Midlife is often a time in which we start to question ourselves and the choices we made. Sometimes we are confused and we feel overwhelmed by circumstances. But what we see is only the result of our unique way to experience and interpret things around us. We see the world through our personal -blurred- lenses.
It would be interesting at this stage of life to re-evaluate the Vedic concept of the Veils of Maya. It states that we view life through a series of distorting veils that prevent us from seeing “actual reality”. Basically what we see is projections created by thought consciousness for experience: behind every decision we make are a myriad of unconscious thoughts which we are not even aware of typically. Piercing the veil refers to seeing or perceiving past this illusion to glimpse the transcendent truth. It means waking up.
Our individual perspectives are unique from one another and yet none of them are accurate of true reality. Since no people have the same background, no two people will look at the same experience in exactly the same way. But how can we get rid of all those layers that prevent us to reach the truth? How can we succeed in seeing things around us the way they really are? Our life is imprinted with different cultural values, limiting our potential.

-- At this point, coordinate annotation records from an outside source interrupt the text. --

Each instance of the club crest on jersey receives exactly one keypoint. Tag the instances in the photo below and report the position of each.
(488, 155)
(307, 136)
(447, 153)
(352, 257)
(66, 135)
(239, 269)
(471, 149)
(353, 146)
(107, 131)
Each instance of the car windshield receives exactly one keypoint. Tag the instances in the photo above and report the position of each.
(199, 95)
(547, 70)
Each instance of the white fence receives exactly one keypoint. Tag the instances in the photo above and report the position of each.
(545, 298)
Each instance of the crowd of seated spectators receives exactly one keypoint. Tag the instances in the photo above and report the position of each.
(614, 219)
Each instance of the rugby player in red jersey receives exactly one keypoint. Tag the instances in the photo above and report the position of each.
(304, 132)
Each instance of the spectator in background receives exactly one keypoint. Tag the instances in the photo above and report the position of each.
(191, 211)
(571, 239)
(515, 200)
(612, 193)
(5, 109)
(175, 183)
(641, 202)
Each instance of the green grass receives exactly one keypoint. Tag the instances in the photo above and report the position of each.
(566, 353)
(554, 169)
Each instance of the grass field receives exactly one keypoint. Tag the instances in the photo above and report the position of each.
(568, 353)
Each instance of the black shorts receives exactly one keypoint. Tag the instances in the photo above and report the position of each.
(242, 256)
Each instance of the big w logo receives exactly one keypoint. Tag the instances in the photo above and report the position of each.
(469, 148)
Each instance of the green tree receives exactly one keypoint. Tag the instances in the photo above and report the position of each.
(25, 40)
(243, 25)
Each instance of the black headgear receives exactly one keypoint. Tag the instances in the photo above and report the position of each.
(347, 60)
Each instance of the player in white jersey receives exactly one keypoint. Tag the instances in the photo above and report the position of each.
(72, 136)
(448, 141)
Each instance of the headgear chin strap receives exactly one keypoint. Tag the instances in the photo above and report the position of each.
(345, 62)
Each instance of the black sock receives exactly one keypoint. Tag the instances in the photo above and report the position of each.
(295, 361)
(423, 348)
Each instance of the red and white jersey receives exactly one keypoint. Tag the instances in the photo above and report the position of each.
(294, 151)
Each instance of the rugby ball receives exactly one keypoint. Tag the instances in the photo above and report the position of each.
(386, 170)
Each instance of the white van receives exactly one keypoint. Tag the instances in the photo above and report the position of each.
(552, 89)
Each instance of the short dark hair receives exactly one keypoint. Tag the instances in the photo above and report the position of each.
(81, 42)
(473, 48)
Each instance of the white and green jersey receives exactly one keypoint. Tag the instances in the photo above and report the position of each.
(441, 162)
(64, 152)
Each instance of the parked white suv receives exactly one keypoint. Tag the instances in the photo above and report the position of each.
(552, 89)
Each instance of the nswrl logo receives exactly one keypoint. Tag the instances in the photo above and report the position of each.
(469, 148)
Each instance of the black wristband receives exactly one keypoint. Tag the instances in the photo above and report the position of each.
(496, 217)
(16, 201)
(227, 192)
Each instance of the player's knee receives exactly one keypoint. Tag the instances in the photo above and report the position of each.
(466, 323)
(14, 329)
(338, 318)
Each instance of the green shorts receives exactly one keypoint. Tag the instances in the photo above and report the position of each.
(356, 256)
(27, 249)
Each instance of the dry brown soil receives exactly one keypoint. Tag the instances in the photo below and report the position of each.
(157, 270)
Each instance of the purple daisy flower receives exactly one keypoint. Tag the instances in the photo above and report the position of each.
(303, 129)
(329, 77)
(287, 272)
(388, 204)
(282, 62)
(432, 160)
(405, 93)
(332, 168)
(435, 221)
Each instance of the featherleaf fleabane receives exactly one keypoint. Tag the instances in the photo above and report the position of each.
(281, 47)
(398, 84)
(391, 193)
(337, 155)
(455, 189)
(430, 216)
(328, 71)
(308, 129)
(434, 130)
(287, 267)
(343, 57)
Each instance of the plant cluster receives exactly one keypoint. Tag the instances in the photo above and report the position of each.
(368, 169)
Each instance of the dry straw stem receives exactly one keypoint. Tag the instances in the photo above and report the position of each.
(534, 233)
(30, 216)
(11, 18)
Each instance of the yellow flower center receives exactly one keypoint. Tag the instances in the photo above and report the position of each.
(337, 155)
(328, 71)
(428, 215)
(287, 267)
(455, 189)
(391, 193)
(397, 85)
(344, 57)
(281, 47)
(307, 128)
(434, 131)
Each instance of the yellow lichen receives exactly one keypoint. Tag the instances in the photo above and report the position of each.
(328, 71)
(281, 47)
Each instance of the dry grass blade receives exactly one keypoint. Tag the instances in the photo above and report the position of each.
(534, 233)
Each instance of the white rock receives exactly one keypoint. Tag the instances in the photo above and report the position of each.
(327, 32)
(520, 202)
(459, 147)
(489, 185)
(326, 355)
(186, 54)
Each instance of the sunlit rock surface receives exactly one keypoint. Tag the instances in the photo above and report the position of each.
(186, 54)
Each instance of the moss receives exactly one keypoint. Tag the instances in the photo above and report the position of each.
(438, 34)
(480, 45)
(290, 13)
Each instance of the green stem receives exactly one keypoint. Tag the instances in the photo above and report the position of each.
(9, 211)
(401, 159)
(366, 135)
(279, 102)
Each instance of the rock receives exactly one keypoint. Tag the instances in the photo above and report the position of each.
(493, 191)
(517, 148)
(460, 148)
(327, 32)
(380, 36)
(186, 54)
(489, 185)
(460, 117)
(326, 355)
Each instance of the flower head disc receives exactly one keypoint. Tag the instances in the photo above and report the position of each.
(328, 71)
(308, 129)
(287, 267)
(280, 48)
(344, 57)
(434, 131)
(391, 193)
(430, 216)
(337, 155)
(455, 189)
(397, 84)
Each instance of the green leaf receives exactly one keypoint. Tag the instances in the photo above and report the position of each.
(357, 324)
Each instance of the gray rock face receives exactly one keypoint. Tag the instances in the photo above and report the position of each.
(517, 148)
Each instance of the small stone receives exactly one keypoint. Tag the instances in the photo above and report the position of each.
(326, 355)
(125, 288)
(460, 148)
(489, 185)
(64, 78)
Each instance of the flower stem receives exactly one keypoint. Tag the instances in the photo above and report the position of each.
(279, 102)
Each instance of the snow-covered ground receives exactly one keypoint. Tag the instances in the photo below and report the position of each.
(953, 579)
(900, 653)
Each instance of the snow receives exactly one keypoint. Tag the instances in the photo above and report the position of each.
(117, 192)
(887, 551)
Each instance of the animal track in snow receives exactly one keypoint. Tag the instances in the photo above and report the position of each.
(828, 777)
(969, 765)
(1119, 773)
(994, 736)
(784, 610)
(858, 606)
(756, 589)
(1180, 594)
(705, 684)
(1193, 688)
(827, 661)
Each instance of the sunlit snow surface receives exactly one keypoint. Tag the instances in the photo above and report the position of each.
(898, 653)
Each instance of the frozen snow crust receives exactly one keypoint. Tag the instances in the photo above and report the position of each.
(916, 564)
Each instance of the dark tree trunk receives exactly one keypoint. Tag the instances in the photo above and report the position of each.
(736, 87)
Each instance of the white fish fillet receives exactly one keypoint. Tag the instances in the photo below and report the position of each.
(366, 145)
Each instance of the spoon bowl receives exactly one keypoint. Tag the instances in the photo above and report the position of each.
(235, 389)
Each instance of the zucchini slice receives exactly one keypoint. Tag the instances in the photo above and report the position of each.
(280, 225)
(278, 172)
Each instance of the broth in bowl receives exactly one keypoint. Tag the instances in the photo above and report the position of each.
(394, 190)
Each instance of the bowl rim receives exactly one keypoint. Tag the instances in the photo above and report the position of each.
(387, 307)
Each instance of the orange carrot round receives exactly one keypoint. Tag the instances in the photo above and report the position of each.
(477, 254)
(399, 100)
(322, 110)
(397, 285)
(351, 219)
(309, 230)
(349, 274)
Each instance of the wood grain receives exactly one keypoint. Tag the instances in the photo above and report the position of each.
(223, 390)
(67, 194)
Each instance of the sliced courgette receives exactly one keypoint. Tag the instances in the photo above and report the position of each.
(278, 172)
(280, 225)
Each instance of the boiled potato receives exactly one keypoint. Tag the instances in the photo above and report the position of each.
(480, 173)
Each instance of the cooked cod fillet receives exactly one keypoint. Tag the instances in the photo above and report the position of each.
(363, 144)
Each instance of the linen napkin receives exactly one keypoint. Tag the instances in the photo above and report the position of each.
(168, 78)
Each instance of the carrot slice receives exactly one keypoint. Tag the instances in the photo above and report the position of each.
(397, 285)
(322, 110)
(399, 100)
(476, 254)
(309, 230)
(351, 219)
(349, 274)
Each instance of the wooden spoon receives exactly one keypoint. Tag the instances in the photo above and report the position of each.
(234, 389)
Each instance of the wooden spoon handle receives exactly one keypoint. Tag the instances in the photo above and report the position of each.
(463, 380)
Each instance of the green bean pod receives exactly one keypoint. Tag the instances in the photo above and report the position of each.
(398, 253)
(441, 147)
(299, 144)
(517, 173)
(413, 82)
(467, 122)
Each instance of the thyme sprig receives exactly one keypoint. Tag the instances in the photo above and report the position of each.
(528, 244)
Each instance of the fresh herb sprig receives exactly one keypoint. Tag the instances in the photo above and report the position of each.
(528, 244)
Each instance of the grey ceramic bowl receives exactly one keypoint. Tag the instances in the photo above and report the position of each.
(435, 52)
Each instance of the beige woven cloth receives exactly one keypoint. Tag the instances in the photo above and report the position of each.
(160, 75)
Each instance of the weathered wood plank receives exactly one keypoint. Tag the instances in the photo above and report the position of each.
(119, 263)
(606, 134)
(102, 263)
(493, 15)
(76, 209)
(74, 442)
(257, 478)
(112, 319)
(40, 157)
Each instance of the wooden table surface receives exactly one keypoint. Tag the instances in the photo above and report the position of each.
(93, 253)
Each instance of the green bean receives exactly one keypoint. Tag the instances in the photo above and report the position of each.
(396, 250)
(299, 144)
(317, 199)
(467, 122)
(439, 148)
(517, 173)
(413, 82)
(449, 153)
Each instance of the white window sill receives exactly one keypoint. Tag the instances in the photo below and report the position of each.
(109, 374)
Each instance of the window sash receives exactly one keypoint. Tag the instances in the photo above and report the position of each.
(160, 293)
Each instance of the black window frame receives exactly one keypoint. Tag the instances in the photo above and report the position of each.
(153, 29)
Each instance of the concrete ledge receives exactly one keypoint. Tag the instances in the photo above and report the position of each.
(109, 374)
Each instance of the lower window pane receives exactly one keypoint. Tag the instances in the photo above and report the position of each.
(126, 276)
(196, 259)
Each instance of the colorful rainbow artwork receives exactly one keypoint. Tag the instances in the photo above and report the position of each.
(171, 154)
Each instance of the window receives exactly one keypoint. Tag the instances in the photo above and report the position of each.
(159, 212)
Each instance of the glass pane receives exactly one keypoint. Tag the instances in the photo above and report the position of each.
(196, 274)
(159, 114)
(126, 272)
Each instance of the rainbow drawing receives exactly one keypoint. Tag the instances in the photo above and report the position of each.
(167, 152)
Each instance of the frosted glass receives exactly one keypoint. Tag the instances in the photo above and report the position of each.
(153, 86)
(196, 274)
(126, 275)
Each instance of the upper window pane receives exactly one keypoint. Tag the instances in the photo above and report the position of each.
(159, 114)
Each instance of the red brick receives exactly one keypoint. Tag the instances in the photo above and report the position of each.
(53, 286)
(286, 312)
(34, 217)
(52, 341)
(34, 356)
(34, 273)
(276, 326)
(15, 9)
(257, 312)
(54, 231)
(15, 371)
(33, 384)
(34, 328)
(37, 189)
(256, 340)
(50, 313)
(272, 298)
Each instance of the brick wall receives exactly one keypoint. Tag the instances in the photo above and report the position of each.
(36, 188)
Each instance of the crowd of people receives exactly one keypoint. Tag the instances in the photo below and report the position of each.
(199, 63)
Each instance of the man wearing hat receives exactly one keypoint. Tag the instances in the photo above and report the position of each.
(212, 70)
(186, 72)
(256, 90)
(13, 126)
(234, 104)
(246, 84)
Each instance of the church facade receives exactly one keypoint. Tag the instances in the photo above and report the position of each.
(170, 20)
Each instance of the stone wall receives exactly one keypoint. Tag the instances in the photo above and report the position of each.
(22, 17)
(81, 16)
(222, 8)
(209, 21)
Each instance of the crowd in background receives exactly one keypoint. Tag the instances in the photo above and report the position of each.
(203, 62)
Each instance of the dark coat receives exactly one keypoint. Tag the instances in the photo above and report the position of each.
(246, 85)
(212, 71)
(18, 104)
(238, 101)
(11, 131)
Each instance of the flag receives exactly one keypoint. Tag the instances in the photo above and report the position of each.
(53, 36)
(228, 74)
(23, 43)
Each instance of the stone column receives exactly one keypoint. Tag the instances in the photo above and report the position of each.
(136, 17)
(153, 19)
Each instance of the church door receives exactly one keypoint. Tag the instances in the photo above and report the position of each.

According to the Vedic concept, only by stepping back and analysing the influence of our culture, paying attention to our motives for various actions and learning how to put up with our personal ego we may get rid of these veils. By attempting to have a life of freedom combined with a love for people around us, one may get rid of these illusions and limitations.
Some practices can help awaken awareness such as yoga, meditation, and deep relaxation. According to Masters, when we help the mind chatter stops, the veil of Maya lifts and it is seen that there is no individual separate self; only pure consciousness, whose true nature is joy, happiness, love. Most people have such glimpses every now and then, although as soon as it is recognised, the mind and ego usually jump in to claim the experience and it’s over.
I know, it’s quite a challenge. Normally in midlife, the majority of us are set in our own ways and it can be difficult for us to change. Thus taking time to reflect and realise is a good but also frightening thing! But at least becoming conscious of this and realising the life we live is distorted by our thoughts and perceptions, might help us to ignite a new dawn. And midlife is the right time for searching meaning and purpose.